Besides Brill, Gunn interviews

  • Samaritan founder and president Ted Pittenger, who explains how health care sharing works and how God provides through it.
  • Former U.S. Rep. and former presidential candidate Ron Paul, who is also a physician.
  • Dr. Alieta Eck, who with her husband, Dr. John Eck, pioneered a church-based free clinic for the poor and uninsured, is a candidate for Congress in New Jersey, and is on the advisory board of Christian Care Medi-Share, a health care sharing ministry.
  • Dr. Keith Smith, co-founder of the above-mentioned Surgery Center of Oklahoma in Oklahoma City.
  • Whole Foods CEO John Mackey, who explains why the free market needs to be allowed to solve the problems of health care without government interference.
  • Daniel Hannan, a member of England’s Conservative Party, who is also a member of the European Parliament, and warns Americans not to follow in Europe’s socialistic footsteps.
  • Roger Stuber, a residential contractor who has recovered from brain surgery. He was billed $70,000 initially, but negotiated that cost down to nearly half, which was shared by Samaritan Ministries members.
  • The Swanson family, whose newborn daughter, Claudia, was diagnosed with spina bifida. Their bill came to $300,000, but they were able to pay it with discounts and help from members of Samaritan Ministries.
  • And many others, such as Dr. Jane Orient of the American Association of Physicians and Surgeons; Dr. Tony Dale of The Karis Group; Phyllis Schlafly of the Eagle Forum; and Tim Carney of the Washington Examiner.

He allows liberals their say, too, through quotations and film clips.

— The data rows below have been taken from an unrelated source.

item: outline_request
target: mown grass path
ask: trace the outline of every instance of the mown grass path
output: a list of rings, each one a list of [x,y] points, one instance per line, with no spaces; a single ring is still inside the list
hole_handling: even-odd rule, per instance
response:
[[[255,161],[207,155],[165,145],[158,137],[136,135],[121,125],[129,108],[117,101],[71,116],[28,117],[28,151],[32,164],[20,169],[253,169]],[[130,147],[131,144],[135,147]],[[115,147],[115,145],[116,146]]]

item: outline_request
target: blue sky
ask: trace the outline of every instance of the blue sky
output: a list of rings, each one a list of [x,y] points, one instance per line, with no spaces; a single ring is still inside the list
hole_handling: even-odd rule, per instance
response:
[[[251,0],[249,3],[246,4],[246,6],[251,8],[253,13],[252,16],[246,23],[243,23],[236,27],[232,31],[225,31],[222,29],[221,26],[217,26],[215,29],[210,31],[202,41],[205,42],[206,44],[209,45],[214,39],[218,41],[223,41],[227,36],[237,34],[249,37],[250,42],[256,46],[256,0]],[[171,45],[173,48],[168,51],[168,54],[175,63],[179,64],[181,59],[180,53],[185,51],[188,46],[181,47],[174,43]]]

Also examined in detail is the supposedly high-quality National Health System in Gunn’s native U.K. He returns to his home country of Scotland and finds that what is supposedly free has to be heavily subsidized by taxes, is frequently abused, and is hard to access. That’s in contrast to the pristine picture that filmmaker Michael Moore painted in Sicko, in which he pretends to wander a British hospital looking for a place to pay, finding that there is no such place but failing to mention that everything was paid through taxes.

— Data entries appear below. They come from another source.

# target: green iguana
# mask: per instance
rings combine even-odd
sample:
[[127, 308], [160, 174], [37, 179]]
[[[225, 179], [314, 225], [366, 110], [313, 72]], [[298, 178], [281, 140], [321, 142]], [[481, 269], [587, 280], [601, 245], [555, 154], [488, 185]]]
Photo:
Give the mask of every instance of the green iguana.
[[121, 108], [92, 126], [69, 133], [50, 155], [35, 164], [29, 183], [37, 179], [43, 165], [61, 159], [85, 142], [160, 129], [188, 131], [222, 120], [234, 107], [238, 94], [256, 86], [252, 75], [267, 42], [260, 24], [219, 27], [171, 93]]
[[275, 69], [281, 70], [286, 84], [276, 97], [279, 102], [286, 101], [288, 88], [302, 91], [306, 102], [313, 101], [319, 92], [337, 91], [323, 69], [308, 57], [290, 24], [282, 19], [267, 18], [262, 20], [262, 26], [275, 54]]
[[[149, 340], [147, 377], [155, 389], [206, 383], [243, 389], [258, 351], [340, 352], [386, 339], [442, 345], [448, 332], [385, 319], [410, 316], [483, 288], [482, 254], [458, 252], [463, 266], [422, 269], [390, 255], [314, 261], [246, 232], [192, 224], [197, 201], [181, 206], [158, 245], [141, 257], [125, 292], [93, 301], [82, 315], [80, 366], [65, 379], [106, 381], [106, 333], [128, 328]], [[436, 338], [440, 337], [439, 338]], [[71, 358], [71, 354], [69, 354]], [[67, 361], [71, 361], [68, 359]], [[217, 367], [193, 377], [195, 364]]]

Even worse in the NHS, as Gunn chronicles, was the “Liverpool Care Pathway,” in which patients with serious but not immediately fatal illnesses were denied food and fluids and put on extra medication in order to hasten their deaths. Hospitals did this because of financial incentives from the government. “The whole thing was like a machine,” says Dr. Patrick Pullicino, the British physician who exposed the system.

At the center of Gunn’s discussion on the NHS is “moral hazard,” a topic which applies to U.S. health care systems as well. He defines moral hazard as the situation in which the “safety net provided by welfare increases the risk taken by individuals.” If something doesn’t cost a person wanting care, he’ll use it more than necessary, which ties up resources and costs … somebody’s paying for it.”

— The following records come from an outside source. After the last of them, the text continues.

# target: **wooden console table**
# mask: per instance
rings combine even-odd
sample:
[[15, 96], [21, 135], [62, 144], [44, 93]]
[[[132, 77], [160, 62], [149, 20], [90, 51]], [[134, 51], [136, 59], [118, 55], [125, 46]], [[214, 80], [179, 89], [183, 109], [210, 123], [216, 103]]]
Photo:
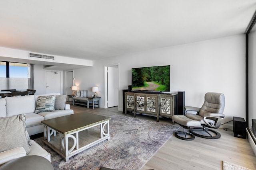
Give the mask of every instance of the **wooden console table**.
[[171, 117], [176, 114], [177, 94], [157, 94], [126, 92], [124, 93], [124, 113], [127, 111], [156, 116], [157, 121], [159, 116]]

“The cost of free might not be the best price after all,” Colin says.

But the film isn’t only about the problems in health care and faulty solutions. It’s also about solutions that are in place and working well, whether they’re charitable solutions like Samaritan Ministries and the Zarephath Clinic run by the Ecks, or the Surgery Center of Oklahoma, or a cash-only practice run by a doctor who also makes, of all things, house calls.

We need to win our liberty, Colin says, by not participating in the governmental and insurance game but seeking out more Biblical solutions to health care problems.

That seems to be, after watching Wait Till It’s Free, the best way to get that rhino wrestled to the ground.